When you see that in order to produce, you need to obtain permission from men who produce nothing; when you see that money is flowing to those who deal not in goods, but in favors; when you see that men get rich more easily by graft than by work, and your laws no longer protect you against them, but protect them against you...you may know that your society is doomed. - Ayn Rand
Two and a half years ago I told you that contrary to the Democrats exculpatory fantasy that predatory lending ((laughable) and greedy investment bankers were responsible for the financial crisis (they amounted to little more than a footnote so far as the real cause goes), Fannie Mae and Freddie Mac and their political overlords were the real culprits. Now we have a European sovereign debt problem, and the same forces that destroyed our banking are responsible here. For those of you who don't understand what the crisis in Europe is about and why it occurred I will give you a brief explanation.
The first reason is that countries simply spent and borrowed so much money that their debt grew to the point where it exceeded their ability to repay. Still, the first question is even if they defaulted on this debt, what would it be so catastrophic? Other countries defaulted (Argentina) and within a few years bounced back to become vibrant again. Why is Europe different?
Secondly, who is owed the money, and how did they allow these nations to go this far. Japan has a debt problem, and in their case they promoted lending to the government in such a way that most of the money came from domestic savings. That means the people were duped. The United States has a serious problem, but the dollar is a reserve currency (used in many international transactions) which allows a certain flexibility, and the economy is so large that countries doing business with the US (China) have a vested interest in keeping the dollar strong and keeping us solvent, which they have done by lending massive amounts of money to us. We too are on an unsustainable course, but the imminent economic tsunami is farther down the road than Europe.
Europe is in real trouble, and now. If they default on their debt they will bankrupt most of their banks. It is those banks who loaned the governments staggering amounts of the money (Ireland being the exception where the government foolishly kept insolvent banks afloat by borrowing money to "invest" in them.) Why? Didn't anyone recognize the risk the borrowers/ governments presented? Well, here is how one part of the scam worked. The governments passed laws dictating how much in reserves a bank must hold requiring different reserve amounts on different types of loans. Business loans needed a 6% reserve, mortgages needed 4%, and sovereign debt, well that required zero reserves. So for each dollar of depositor money a bank loaned to a business, it needed 6 cents of its own in equity, but a dollar loaned to Portugal, Greece or any European sovereign required nothing. Guess what happened. The banks loaned as much as they could to the various countries. Now, if the governments default, the banks will fail and the institutions and people who funded them will lose massive amounts of money, not to mention the failure of the banking infrastructure needed to conduct normal business transactions. It will be a colossal mess.
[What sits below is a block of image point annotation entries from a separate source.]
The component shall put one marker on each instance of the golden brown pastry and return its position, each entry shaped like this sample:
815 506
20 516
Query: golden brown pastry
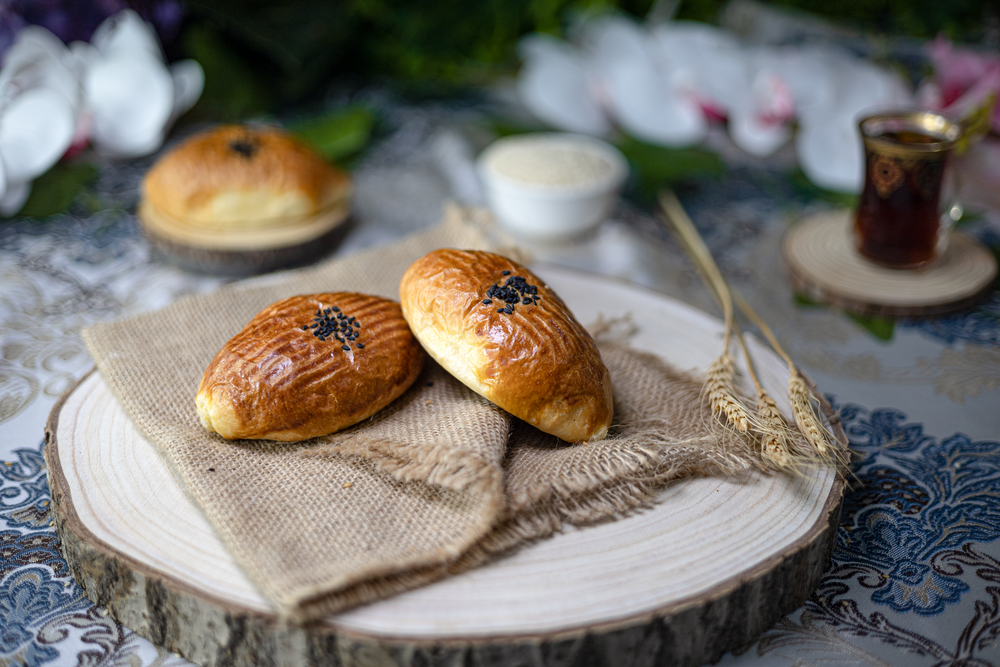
309 365
242 177
507 336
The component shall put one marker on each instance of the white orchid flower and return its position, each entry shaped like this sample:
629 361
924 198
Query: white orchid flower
828 145
729 84
131 96
557 86
38 97
648 100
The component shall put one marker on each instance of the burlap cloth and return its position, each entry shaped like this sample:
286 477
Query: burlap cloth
438 482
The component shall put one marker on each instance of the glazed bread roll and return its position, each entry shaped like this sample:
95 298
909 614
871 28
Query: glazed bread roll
506 335
307 366
242 177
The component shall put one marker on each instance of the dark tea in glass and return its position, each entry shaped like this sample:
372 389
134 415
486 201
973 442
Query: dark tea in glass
898 221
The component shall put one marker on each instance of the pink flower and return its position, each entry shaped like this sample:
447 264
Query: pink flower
963 81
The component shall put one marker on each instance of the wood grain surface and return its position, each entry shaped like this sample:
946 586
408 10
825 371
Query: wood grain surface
824 265
710 566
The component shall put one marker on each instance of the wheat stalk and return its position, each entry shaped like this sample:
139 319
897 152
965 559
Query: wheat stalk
722 371
722 395
799 394
768 423
775 439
Imagine a world where the government simply adjudicated disputes, monitored businesses for truthfulness, made sure they had the reserves they claimed, earned the amount of money they reported, and generally conducted business in a forthright manner. Depositors would be able to make their own choices. A bank with large reserves would be able to borrow cheaper than a less well endowed institution. If the public were allowed to make informed choices, it wouldn't eliminate bubbles and collapses, but there would be fewer and less severe ones. Instead we have a system controlled by bureaucrats and politicians, and it should come as no surprise that they manipulate things for their own personal gain without regard to the rest of us.